Pendant la conférence, plusieurs personnes ont fait le constat d’une prise en charge qui n’est pas encore à la hauteur des besoins. Le manque de structures et de personnel a été évoqué, mais sans blame, plutôt comme une réalité à reconnaître. Ce qui m’a le plus interpellée, c’est cette incompréhension entre les soignants venus de métropole et la population locale. Comment soigner quand on ne comprend pas les codes culturels de celui qui souffre ?
Je me suis demandée alors comment nous, peuple mahorais, abordons vraiment la psychologie. Entre nos mythes, nos cultures, nos traditions et notre religion, où se situe la frontière entre le spirituel et le médical ?
L'intervention du Conseil Cadial m'a fait réfléchir
Des paroles qui ouvrent le dialogue
Le Grand Cadi de Mayotte a pris la parole. Ses mots m’ont touchée. « Je suis content de croiser les regards, de pouvoir traiter les sujets sous plusieurs points de vue. » Cette ouverture m’a semblé essentielle.
Monsieur Chaanfi, représentant du Conseil Cadial, a rappelé cette double appartenance de Mayotte. République française et monde musulman. Ce n’est pas une contradiction, c’est notre réalité. Le Conseil Cadial, sans être composé de médecins, joue un rôle fondamental dans notre cohésion sociale.
Une question légitime que je me pose
Je comprends les critiques. Faut-il vraiment confier la discussion sur la santé mentale à des religieux plutôt qu’à des médecins ? Cette question m’a traversée plusieurs fois pendant la conférence.
Mais en y réfléchissant, je me dis que peut-être nous posons mal le problème. Et si au lieu d’opposer ces deux mondes, nous cherchions à construire des ponts ? La médecine peut-elle cohabiter avec la foi dans la prise en charge du mal-être ?
Je crois sincèrement que oui. Selon moi, notre vie est rythmée par la médecine et le spirituel. Les deux ne s’excluent pas nécessairement.
Ce que je retiens pour l'avenir
J’estime que chacun doit pouvoir choisir sa voie en connaissance de cause. Pour certains, les soins médicaux suffiront, pour d’autres, la spiritualité complètera le traitement.
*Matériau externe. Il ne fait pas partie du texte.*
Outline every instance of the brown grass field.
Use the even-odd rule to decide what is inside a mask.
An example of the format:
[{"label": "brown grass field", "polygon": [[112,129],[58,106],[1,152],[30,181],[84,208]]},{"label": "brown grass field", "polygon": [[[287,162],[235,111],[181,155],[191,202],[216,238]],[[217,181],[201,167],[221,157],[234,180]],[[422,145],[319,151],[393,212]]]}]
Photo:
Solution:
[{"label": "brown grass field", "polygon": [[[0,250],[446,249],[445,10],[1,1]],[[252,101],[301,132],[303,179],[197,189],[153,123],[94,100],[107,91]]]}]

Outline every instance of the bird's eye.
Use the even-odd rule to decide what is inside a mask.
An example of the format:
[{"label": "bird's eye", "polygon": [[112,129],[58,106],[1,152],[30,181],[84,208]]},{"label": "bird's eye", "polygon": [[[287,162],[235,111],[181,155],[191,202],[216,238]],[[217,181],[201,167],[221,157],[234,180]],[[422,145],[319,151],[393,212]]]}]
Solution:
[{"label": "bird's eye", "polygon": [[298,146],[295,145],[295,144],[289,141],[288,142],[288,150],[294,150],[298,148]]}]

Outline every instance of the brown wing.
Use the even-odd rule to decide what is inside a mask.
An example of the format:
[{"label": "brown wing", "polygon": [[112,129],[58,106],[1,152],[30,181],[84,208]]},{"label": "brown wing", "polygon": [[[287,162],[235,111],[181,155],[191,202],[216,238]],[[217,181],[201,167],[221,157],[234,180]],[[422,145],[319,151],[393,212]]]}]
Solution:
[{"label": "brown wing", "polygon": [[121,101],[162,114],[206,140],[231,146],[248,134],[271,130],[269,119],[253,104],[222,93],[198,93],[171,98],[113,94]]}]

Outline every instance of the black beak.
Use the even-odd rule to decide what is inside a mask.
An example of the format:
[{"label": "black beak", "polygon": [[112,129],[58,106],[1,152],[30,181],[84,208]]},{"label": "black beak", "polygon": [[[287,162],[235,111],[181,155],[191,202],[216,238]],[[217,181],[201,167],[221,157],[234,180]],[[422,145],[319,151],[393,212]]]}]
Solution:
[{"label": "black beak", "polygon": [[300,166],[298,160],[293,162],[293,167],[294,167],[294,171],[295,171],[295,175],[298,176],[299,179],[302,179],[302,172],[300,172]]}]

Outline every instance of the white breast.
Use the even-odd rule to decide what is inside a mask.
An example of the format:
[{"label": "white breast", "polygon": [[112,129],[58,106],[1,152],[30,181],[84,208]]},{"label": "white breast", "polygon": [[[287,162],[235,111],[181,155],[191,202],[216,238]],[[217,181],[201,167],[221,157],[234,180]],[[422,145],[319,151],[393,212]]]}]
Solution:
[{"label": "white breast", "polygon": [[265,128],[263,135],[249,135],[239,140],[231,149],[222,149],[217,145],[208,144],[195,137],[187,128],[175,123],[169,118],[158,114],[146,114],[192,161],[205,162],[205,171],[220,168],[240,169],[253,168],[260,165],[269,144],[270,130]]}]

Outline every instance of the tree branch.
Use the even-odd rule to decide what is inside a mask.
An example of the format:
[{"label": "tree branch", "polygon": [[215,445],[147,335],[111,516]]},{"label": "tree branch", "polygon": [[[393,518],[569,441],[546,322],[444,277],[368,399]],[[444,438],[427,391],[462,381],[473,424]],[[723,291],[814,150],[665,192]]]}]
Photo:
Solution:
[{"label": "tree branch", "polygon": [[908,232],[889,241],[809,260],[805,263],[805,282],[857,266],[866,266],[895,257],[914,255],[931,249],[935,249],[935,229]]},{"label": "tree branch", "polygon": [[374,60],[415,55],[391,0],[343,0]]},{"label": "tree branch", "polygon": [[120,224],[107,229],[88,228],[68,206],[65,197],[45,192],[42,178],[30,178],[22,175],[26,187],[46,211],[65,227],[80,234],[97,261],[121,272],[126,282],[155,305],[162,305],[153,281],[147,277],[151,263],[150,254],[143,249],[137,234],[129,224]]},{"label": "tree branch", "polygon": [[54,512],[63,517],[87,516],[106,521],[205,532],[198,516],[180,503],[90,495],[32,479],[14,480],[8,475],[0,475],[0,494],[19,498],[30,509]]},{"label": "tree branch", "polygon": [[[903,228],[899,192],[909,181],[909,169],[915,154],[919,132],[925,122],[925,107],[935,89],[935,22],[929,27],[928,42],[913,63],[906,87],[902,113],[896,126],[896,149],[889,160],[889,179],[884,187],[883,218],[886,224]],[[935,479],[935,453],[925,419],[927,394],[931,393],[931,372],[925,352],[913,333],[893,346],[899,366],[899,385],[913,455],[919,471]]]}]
Et c’est très bien ainsi.
Mais une question reste ouverte dans mon esprit. Jusqu’où peut-on mêler ces deux univers sans créer de conflit ni perdre ce qui fait la force de chacun ?
Ce que j’ai vraiment compris ce jour-là, c’est que l’avenir passera par une reconnaissance mutuelle. Le médecin doit reconnaître la légitimité des croyances et pratiques spirituelles. Le croyant doit reconnaître les apports de la science.
La conférence « Regards Croisés » n’a pas apporté toutes les réponses, et je ne m’y attendais pas vraiment. Mais elle aura au moins permis d’ouvrir le débat.